Bryan’s plan was to mount the dish at about 70 feet up his Rohn 25G tower to clear the local trees in order to get a true line of site to our Site Summit node. We built a Cat5e cable long enough to get out of his shack and up the tower and turned the unit on. Initial results showed that the remote unit could see our Site Summit and Hillside South nodes in Anchorage, and vice versa, but the signal to noise ratio (SNR) was not adequate to provide any actual data throughput. Bryan eyeballed the dish from the ground and decided that it looked like it might be pointed a bit skyward, so up the tower he went again. This time, he had a ground crew (his wife!) monitor the signal strength as reported by the radio on the web browser. He managed to get about 6 more dB of SNR wrung out by improving the aim, but this still wasn’t quite enough to do the trick.
At this point, things were looking pretty shaky and I was worried that we were out of luck. But, fortunately, I gave our MESH Mentor, Tom Delker, K1KY in Smyrna, TN a call to discuss. Tom suggested a couple strategies to try to make this work. First, we elected to decrease the link bandwidth from 20 MHz to 10 MHz. Second, we changed frequency to be clear of other frequencies were using for the MESH system.
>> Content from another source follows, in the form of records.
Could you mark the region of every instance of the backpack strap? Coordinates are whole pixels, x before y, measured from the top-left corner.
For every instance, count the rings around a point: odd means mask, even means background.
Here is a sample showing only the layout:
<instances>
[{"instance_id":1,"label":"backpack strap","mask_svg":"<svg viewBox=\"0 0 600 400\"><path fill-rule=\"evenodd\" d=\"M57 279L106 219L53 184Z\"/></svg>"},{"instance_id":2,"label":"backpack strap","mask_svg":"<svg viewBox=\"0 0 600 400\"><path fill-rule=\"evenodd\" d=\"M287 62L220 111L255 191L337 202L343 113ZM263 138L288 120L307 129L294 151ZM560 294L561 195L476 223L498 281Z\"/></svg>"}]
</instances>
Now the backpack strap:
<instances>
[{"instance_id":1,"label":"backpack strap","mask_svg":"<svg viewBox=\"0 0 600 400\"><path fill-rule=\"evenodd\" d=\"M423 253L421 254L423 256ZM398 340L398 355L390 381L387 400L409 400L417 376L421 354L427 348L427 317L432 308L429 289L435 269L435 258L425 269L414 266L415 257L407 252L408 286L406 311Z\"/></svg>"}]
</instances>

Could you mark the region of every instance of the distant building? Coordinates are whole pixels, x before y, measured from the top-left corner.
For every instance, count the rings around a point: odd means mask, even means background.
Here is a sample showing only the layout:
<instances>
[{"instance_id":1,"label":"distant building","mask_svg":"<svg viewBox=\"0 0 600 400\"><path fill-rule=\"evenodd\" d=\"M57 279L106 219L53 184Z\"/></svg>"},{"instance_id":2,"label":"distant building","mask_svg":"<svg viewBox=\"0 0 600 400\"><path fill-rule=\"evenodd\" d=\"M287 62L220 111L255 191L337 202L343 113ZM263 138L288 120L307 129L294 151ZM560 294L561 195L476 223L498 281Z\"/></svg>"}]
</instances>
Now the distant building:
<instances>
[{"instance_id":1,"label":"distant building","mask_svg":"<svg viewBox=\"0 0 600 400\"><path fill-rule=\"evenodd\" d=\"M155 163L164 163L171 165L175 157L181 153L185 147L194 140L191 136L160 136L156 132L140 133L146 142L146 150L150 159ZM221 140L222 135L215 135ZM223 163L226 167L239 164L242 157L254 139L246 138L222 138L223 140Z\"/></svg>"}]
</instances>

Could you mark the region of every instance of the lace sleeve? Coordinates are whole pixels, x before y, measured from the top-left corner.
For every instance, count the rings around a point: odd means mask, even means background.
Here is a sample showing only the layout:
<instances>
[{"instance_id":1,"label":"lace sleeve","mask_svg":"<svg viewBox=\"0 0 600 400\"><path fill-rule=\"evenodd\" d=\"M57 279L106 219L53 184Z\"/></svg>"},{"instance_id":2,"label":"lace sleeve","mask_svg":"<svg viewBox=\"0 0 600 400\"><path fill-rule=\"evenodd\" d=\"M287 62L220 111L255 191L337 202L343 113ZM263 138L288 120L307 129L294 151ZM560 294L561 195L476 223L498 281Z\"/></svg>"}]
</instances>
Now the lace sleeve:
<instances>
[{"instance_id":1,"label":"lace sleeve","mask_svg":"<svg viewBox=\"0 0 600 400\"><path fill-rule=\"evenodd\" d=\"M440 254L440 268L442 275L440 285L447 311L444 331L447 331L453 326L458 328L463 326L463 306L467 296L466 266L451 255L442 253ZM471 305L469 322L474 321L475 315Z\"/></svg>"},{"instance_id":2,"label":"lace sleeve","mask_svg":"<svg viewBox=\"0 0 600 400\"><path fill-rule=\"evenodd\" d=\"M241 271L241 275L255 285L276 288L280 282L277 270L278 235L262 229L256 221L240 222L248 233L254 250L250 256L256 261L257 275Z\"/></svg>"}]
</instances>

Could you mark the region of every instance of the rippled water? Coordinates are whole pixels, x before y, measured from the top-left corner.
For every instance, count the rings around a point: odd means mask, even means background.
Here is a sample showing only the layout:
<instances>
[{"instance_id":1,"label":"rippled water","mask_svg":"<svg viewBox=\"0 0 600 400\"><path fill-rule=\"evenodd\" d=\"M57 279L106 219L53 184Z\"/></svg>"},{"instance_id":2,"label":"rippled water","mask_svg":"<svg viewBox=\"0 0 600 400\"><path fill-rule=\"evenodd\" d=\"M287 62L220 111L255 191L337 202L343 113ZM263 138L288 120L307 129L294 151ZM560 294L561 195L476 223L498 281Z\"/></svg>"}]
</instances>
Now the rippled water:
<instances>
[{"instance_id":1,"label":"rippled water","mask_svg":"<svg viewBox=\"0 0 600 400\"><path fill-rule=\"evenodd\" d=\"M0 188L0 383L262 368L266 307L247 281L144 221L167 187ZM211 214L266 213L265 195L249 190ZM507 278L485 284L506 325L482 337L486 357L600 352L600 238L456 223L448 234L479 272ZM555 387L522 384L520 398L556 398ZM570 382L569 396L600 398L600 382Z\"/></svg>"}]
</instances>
To affect this change, we had to consider 5 other nodes on the network and had to make similar changes to those units. When it was all said and done, we had it! A solid 6.5 to 9 Mbps link!
Tom reports that this is the longest MESH link he’s aware of our connected networks! (UPDATE – 3/1/2019 – turns out to be the 2nd longest link….just barely… the record is held by Andre, K6AH) And this wasn’t even a dish-to-dish link! It was a dish to sector antenna link! We know that a dish-to-dish link would absolutely have better performance, but we are happy with our results! Maybe a dish-to-dish link will follow?!
Many thanks to Bryan for hosting this node and doing all the leg work at the distant end. Thanks to Tom Delker for his solid advice and oversight. More to follow!